Like the block chains and ZK-SNARKs, artificial intelligence and formalization are very complementary techniques。
 
ZK-SNARKs gave you privacy and scalability at the expense of privacy and scalability, while ZK-SNARKs gave you privacy and scalability (in fact even more than before)。
 
Artificial intelligence gives you the ability to produce a large number of codes at the cost of accuracy, and formalization gives you accuracy back (in fact even higher than before)。
 
by default, artificial intelligence will generate a large number of extremely hasty codes, and the number of bugs will increase。
 
in fact, in some cases, it is the right trade-off to tolerate an increase in bugs: if bugs are mild, even the software that exists is better than without it。
 
But here, cybersecurity has an optimistic future: software will divide (continue) into "the edges of insecurity" around the "security core"。
 
Unsafe edges will operate in sandboxes and will be given only the minimum powers necessary to complete the work。
 
The security core will manage everything. If the security core collapses, everything collapses, including your personal data, your money, etc.

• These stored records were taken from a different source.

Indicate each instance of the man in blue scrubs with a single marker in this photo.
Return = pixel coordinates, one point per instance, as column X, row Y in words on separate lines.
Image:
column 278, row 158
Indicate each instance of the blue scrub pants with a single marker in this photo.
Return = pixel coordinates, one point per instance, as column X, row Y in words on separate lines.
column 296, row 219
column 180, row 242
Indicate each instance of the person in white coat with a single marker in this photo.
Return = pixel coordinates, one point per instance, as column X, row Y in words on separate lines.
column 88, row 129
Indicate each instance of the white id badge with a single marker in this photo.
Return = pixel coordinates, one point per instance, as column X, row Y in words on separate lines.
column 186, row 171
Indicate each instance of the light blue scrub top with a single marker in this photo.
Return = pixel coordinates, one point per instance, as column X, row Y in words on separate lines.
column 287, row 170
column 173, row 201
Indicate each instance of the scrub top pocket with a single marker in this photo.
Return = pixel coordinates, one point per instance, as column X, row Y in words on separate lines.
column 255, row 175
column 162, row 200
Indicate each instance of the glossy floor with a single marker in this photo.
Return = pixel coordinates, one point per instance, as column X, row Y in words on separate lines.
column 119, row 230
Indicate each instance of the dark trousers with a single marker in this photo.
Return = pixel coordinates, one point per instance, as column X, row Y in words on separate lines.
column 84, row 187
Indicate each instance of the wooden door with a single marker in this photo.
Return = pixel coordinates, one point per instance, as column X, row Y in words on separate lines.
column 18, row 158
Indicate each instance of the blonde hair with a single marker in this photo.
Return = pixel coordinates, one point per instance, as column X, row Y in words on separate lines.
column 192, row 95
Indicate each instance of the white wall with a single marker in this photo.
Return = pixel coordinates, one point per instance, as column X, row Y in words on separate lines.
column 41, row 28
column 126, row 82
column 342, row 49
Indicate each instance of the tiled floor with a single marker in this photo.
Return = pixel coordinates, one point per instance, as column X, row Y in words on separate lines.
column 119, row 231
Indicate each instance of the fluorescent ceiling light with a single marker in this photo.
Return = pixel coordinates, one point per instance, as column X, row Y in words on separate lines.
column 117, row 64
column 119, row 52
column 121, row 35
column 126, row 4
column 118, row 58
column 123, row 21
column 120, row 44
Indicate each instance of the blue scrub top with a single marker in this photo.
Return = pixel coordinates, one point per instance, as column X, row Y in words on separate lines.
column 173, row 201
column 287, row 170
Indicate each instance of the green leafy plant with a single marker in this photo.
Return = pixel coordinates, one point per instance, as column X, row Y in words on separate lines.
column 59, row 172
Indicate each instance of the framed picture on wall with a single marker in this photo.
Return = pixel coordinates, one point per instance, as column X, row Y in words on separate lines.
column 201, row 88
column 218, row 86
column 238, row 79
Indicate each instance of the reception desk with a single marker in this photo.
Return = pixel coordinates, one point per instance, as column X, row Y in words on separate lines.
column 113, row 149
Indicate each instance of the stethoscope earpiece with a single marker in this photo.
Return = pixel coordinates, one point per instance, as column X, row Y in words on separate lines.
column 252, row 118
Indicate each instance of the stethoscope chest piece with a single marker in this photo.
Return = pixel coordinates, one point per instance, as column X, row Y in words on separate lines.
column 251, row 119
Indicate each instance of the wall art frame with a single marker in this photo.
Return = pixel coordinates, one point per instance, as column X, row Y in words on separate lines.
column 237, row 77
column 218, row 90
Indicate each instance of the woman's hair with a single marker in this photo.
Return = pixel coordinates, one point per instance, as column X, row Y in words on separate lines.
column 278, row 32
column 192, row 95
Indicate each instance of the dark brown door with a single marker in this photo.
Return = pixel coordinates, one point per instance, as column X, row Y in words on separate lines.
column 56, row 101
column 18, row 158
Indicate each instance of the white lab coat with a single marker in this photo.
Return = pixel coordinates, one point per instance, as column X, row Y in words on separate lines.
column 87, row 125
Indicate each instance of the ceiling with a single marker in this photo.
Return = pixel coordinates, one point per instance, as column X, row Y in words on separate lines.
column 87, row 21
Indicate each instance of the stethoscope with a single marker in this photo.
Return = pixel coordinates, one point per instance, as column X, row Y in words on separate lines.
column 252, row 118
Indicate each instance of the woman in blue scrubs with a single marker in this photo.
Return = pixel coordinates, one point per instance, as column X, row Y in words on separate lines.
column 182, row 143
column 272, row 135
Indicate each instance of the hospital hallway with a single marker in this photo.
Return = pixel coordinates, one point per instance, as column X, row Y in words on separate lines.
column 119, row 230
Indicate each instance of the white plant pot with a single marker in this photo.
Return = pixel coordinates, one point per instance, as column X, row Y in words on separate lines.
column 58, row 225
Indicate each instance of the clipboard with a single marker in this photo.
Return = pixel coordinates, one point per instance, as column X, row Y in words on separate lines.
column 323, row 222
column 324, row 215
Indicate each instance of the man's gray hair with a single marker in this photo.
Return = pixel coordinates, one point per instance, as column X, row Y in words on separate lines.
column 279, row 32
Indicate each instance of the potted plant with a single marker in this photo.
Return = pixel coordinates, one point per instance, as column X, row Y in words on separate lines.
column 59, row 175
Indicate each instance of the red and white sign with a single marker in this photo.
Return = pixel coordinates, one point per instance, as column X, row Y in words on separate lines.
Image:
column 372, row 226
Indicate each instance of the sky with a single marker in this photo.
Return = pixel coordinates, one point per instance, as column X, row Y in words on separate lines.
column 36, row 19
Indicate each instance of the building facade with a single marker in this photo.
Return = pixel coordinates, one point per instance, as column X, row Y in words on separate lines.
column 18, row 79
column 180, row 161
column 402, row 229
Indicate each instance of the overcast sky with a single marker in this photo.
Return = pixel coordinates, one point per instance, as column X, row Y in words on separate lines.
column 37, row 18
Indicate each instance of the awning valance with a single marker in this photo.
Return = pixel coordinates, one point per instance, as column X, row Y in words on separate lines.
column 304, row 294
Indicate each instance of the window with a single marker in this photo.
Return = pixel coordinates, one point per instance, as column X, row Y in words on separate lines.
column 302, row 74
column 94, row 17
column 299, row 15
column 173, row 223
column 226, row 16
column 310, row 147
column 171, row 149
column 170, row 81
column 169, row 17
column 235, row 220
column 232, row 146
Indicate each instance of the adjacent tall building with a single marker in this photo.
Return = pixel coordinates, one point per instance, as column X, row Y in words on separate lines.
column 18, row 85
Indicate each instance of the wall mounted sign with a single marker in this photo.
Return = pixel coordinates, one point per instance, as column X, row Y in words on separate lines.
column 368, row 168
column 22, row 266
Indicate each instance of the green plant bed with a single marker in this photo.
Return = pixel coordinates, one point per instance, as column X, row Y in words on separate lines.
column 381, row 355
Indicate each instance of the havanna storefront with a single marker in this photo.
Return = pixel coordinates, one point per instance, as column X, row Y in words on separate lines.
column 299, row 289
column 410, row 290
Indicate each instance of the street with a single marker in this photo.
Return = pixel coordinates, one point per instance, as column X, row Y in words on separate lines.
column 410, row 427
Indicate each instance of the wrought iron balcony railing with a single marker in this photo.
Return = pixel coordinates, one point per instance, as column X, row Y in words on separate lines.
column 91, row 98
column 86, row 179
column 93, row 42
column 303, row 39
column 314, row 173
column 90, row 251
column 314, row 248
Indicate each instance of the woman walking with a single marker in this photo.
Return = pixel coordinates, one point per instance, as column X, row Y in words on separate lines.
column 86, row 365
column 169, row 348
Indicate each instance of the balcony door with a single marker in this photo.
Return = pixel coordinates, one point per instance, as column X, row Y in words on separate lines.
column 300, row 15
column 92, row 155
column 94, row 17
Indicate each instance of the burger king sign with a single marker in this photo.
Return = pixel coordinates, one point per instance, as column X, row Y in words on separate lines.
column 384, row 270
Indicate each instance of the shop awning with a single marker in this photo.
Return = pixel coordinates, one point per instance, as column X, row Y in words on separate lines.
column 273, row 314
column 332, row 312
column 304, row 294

But if a part of an insecure edge collapses, the core of security can still protect you。
 
when it comes to the core of security, we can't allow the existence of bugs to spread. we will take radical action to maintain the small size of the core of security, and even further reduce it。
 
On the contrary, we have invested all the additional features of artificial intelligence in the task of making the core of security more secure, so that it can bear the enormous burden of trust that we have placed on it in a highly digitized society。
 
The inner core of the operating system (or at least part thereof) will be such a safety core。
 
The Ether House will be another。
 
It is hoped that at least for all non-performance-intensive calculations, the hardware you use will be the third。
 
The system related to the networking of goods will be the fourth。
 
at least in these cores of security, the old adage "bug" is inevitable, and you can only try to find them before the assailants" will be replaced by a more hopeful world, where you will have real security。
 
But if you're willing to hand over your assets and data to software that is poorly prepared and that might accidentally swallow them into a black hole, then of course you have that freedom。